The purpose of this report is to document State of the Ecosystem (SOE) indicator data processing. All R code used to process and visualize the following data sets is self-contained in the Rmarkdown document associated with this HTML file. To run and update data sets in this document, set the save_clean parameter in the set-up chunk to TRUE. Raw data for these indicators are available in the file directory soe/inst/extdata.
These data are sourced from the NCEP North American Regional Reanalysis (NARR), extending from January 1979 to September 2018.
| Variable | Name | Units |
|---|---|---|
| Wind speed | uwnd | m sec-1 |
| Wind direction | vwnd | ° |
| Turbulent kinetic energy | tke | J kg-1 |
| Storm relative helicity | hlcy | m2sec-2 |
Variables included in these data are surface wind speed and direction (uwnd and vwnd respectively), surface turbulent kinetic energy (TKE), and storm relative helicity (HLCY). An indicator for total wind speed is calculated below as \[\textrm{TWS} = \sqrt{u^2 + v^2}\]. Data are visualized seasonally (Fall = October, November, December; Winter = January, February, March; Spring = April, May, June; Summer = July, August, September).
Filename: NCEP NARR surface wind; TKE; HLCY, monthly, 1979-2018, V1.csv
Contributor: Vincent Saba, (vincent.saba@noaa.gov)
# Read in raw data
d <- read.csv(file.path(raw.dir,"NCEP NARR surface wind; TKE; HLCY, monthly, 1979-2018, V1.csv"))

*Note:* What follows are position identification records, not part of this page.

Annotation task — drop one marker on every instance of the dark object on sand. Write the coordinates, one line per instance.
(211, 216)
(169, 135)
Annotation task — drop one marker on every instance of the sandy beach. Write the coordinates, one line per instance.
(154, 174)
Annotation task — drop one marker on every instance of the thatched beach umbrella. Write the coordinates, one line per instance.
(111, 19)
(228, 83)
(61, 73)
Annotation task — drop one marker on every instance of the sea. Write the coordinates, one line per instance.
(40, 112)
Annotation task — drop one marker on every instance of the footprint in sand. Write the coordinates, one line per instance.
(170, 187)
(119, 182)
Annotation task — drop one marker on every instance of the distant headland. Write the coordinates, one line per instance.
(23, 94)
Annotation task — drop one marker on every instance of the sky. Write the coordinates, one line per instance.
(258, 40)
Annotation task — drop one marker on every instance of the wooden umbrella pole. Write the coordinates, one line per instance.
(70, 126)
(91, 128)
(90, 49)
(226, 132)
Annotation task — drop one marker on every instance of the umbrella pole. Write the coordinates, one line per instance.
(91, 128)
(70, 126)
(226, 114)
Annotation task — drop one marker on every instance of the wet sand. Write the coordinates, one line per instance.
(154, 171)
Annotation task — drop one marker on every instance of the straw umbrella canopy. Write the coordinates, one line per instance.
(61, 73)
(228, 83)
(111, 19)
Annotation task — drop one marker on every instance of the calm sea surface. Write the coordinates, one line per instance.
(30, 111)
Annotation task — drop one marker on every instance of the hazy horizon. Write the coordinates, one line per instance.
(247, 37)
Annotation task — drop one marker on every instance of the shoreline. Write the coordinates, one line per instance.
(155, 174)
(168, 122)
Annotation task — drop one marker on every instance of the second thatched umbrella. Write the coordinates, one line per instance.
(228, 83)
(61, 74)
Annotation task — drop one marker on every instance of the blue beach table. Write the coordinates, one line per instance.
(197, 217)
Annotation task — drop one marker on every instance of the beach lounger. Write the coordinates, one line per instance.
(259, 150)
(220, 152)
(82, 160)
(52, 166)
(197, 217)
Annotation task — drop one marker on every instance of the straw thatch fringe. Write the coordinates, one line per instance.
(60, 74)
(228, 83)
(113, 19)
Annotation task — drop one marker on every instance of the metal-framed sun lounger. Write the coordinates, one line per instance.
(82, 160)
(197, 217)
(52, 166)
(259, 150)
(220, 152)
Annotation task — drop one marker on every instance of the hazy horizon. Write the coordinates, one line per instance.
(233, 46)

# Processing steps for all wind speed data
wind_clean1 <- d %>% gather(., Var, Value, GB.uwnd:MAB.tke) %>% #convert wide to long
dplyr::rename(Time = Month.Year) %>% #rename time variable
separate(Var, c("EPU","Var"),"\\.") %>% #separate out EPU from variable names
mutate(Time = dmy(.$Time), #Convert to date format
Units = plyr::mapvalues(Var, from = unique(Var), to = c(rep("J/kg",2),"m^2/sec^2","J/kg")), #add units
Time, season = plyr::mapvalues(month(Time), from = seq(1,12,1), #Get season
to = c(rep("winter",3),
rep("spring",3),
rep("summer",3),
rep("fall",3))))
# Calculate total wind speed from u and v components
total_wind_speed <- wind_clean1 %>%
filter(Var == "uwnd"| Var == "vwnd") %>% #select variables
spread(., Var, Value) %>% #convert to wide for calculating tws
mutate(`total wind speed` = sqrt(uwnd^2 + vwnd^2)) %>% #tws
dplyr::select(-uwnd, -vwnd) %>% #start processing back to SOE format
gather(.,Var, Value, `total wind speed`) #convert to long
wind_clean <- rbind(wind_clean1, total_wind_speed)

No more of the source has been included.